To address the possible endogeneity of choice of practicing in MGP, we estimate the bivariate probit model, since it is suited to simultaneously estimating both equations with binary outcome variables:
$$\left\{\begin{array}{c} MG{P}_i={\alpha}_i+{\gamma}_1\ {women}_i+{\gamma}_2\ {age}_i+{\gamma}_3\ {workload}_i+{\gamma}_4\ lowest\ GP\ {density}_i+\\ {}{\gamma}_5\ Pioneer\ d{\acute{e}}{partement}_i+{\delta}_i\ {Motivation}_i+{\varepsilon}_{i1}\\ {}{Y}_i={\alpha}_i+{\beta}_1\ {MGP}_i+{\beta}_2\ Covid19\ {indicators}_i+{\beta}_3\ {Control\ variables}_i+{\varepsilon}_{i2}\end{array}\right.$$
where the equation related to practicing in MGP contains several variables that might influence the GPs’ choice, but are unlikely to have an impact on chronic care management strategies during the sanitary crisis:
-
Pioneer départementi is a dummy variable indicating practices located in a département that had adopted MGP early (before 2013),
-
Motivationi is a set of dummy variables regarding the selection criteria prior to the choice of the current practice location (healthcare services available, possibility of creating or joining a group practice, search for an area with low GP density, available amenities, or previous medical studies (a previous experience, e.g., internship, in the area)).

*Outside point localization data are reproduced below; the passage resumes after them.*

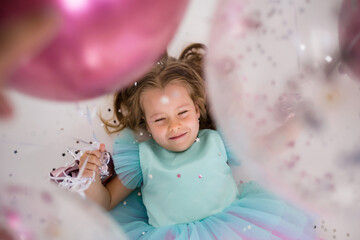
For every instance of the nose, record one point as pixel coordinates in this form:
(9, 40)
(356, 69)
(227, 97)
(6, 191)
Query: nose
(174, 124)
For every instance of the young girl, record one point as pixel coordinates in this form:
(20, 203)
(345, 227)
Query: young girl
(184, 185)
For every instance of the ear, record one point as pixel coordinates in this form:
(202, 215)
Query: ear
(147, 127)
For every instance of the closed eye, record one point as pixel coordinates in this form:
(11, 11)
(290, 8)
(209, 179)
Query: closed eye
(183, 112)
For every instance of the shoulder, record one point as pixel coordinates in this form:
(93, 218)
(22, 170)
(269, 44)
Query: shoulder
(209, 133)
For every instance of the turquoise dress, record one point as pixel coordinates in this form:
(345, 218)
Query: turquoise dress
(192, 195)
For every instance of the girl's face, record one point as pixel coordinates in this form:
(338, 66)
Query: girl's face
(171, 116)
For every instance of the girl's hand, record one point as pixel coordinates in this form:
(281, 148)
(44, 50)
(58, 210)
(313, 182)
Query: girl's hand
(93, 162)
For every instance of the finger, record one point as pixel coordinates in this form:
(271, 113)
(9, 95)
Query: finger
(102, 147)
(6, 111)
(95, 153)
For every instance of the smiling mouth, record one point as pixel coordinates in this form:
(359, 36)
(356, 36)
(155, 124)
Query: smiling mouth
(178, 136)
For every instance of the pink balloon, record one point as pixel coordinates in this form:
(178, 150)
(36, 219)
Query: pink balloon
(101, 46)
(349, 36)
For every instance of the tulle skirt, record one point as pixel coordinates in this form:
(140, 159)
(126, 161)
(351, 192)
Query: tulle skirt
(255, 214)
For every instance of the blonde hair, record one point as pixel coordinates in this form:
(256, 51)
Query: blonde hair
(186, 70)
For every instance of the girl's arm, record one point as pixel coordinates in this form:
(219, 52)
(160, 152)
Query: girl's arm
(106, 196)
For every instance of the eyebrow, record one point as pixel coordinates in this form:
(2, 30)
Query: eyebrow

These two sets of instruments relate to the past behaviour of GPs or the behaviour of peers in the same département before 2013 (we use the term ‘instrument’ to emphasise the fact that these variables allow the identification of the model, even if the estimated model is not using a two-step procedure). This strengthens the fulfilment of the exclusion condition. As bivariate probit models do not allow testing for overidentification restrictions, we follow the procedure described in Wooldridge [16]. Using a linear probability model, we calculate the fitted value for MGPi. Next, we estimate the model described above by a Two-Stage Least Squares using the fitted value for MGPi. Having this adapted framework at our disposal, we were able to test the statistical properties of the instrumental variables using the Sargan overidentification test (The instruments are considered valid when they are correlated with the explanatory variables and uncorrelated with the error term. An instrument is considered weak when there is significant correlation between the instrument and the explanatory variable, but with a low value for the correlation coefficient). For both models, we calculate the marginal effects (on predicted probabilities) for GPs practicing outside MGP, outside the most affected départements, male, youngest, with lowest workload, those not practicing in lowest GP density areas.
All analyses were conducted with Stata 14 (StataCorp. College Station, Texas).